Essien Udim is one of the Annang speaking Local Government Areas in Akwa Ibom State, Nigeria.

It was created out of the former Ikot Ekpene division and included the following clans in Annang land: Afaha Clan, Adiasim Clan, Odoro Ikot Clan, Ekpeyong Atai Clan, Ikpe Annang Clan, Okon Clan, Ukana Clan, Ukana East Clan. Essien Udim LGA has an expected populace of 79,444 occupants with most of the area's general population being individuals from the Affang ethnic sub-division. The Affang language is broadly spoken nearby while Christianity is the most polished religion in the LGA. Milestones in Essien Udim LGA remember the Sunshine Battery Industry for Ukana Ikot Ide and the Akan Ikot Okoro conversion.

History 
Historically, it was the most populated area among the Annang Land with its headquarters in Afaha Ikot Ebak. Currently, created  in the year 1989 from the Ikot Ekpene LGA. its chairman is Mr. Anthony Udoh Luke. In Ikpe Annang there are fourteen villages which are:Ibam, Ikot Akpan, Ikot Ntuen, Nnung Iyang, Udok, Mbia Obong, Mbiabet, Ikot Ekpe, Ikot Eside, Ebe, Ikot Abiat, Ekpeno Oton, Onion Ono, Ekoi. and the smallest village among them is Ikpe Ekoi and the largest among is Mbiabet. In Okon there are eighteen villages which includes: Ikot Idem Udo, Ikot Oko, Ikot Essien, Ikot Uke Etor, Ikot Nya, Ikot Ama, Ikot Igwe, Ikot Ekefre, Ikot Ekpenyong, Ikot Ocho, Ikot Udo Okure, Ikpe Okon, Ifa Okon, Umon, Nji, Ufuku, Nto Okpo and Nto Ubiam. Which afaha ikot ebak is the headquarters. Ikpe Udok being one of the smallest villages in essien udim.
The ikpe Udok village is governed by Chief Etim Udoekong which is his fourth year in seat.

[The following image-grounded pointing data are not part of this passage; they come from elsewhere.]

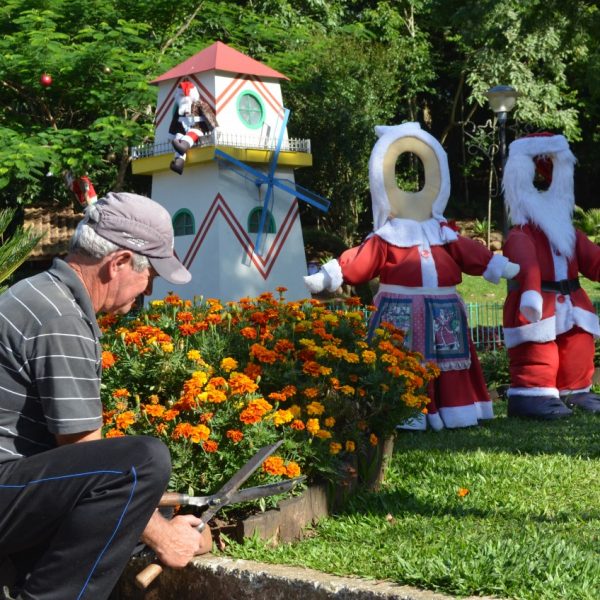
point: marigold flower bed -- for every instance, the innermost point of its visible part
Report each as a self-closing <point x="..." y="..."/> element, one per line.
<point x="216" y="382"/>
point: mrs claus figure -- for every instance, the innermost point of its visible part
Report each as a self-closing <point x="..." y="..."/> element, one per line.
<point x="549" y="320"/>
<point x="419" y="260"/>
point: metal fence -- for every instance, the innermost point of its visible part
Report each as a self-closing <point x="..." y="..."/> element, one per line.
<point x="485" y="323"/>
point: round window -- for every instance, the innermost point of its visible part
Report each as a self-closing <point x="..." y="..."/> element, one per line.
<point x="251" y="110"/>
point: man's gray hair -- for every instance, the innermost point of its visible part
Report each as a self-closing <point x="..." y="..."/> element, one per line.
<point x="86" y="241"/>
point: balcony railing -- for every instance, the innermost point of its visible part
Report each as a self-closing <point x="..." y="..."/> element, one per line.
<point x="225" y="138"/>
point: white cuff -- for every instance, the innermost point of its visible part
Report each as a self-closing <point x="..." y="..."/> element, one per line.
<point x="334" y="270"/>
<point x="531" y="305"/>
<point x="495" y="268"/>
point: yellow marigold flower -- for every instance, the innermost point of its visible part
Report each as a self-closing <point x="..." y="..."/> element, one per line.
<point x="295" y="410"/>
<point x="210" y="446"/>
<point x="235" y="435"/>
<point x="274" y="465"/>
<point x="154" y="410"/>
<point x="124" y="420"/>
<point x="194" y="355"/>
<point x="369" y="357"/>
<point x="335" y="448"/>
<point x="281" y="417"/>
<point x="315" y="408"/>
<point x="113" y="433"/>
<point x="292" y="469"/>
<point x="229" y="364"/>
<point x="313" y="426"/>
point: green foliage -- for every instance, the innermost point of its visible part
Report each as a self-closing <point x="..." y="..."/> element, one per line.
<point x="15" y="247"/>
<point x="508" y="510"/>
<point x="588" y="221"/>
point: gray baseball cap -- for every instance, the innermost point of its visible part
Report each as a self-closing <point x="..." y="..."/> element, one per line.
<point x="143" y="226"/>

The A342 highway crosses the east and the north of the LGA.

Geography 
Essien Udim LGA observes two significant seasons; the dry and the blustery seasons while the normal temperature of the area is 25 °C. The absolute yearly precipitation in Essien Udim LGA 3550 mm while the normal humidity of the area is 86 percent. Essien Udim LGA consists of a few streams and feeders.

Economy 
Essien Udim LGA is wealthy in raw petroleum and flammable gas and as such the region has a few nearby and unfamiliar oil organizations. Fishing is likewise an exceptionally well known endeavor in Essien Udim LGA with the area's streams and feeders being wealthy in fish. Other significant financial commitment in Essien Udim LGA incorporate cultivating, exchange, making of blocks and pottery, making of raffia bins, caps and mats, and the creation of fishing nets and kayaks. Crops filled in Essien Udim LGA incorporate oil palm, cassava, and elastic while the business sectors in the space incorporate the Obo Annang market.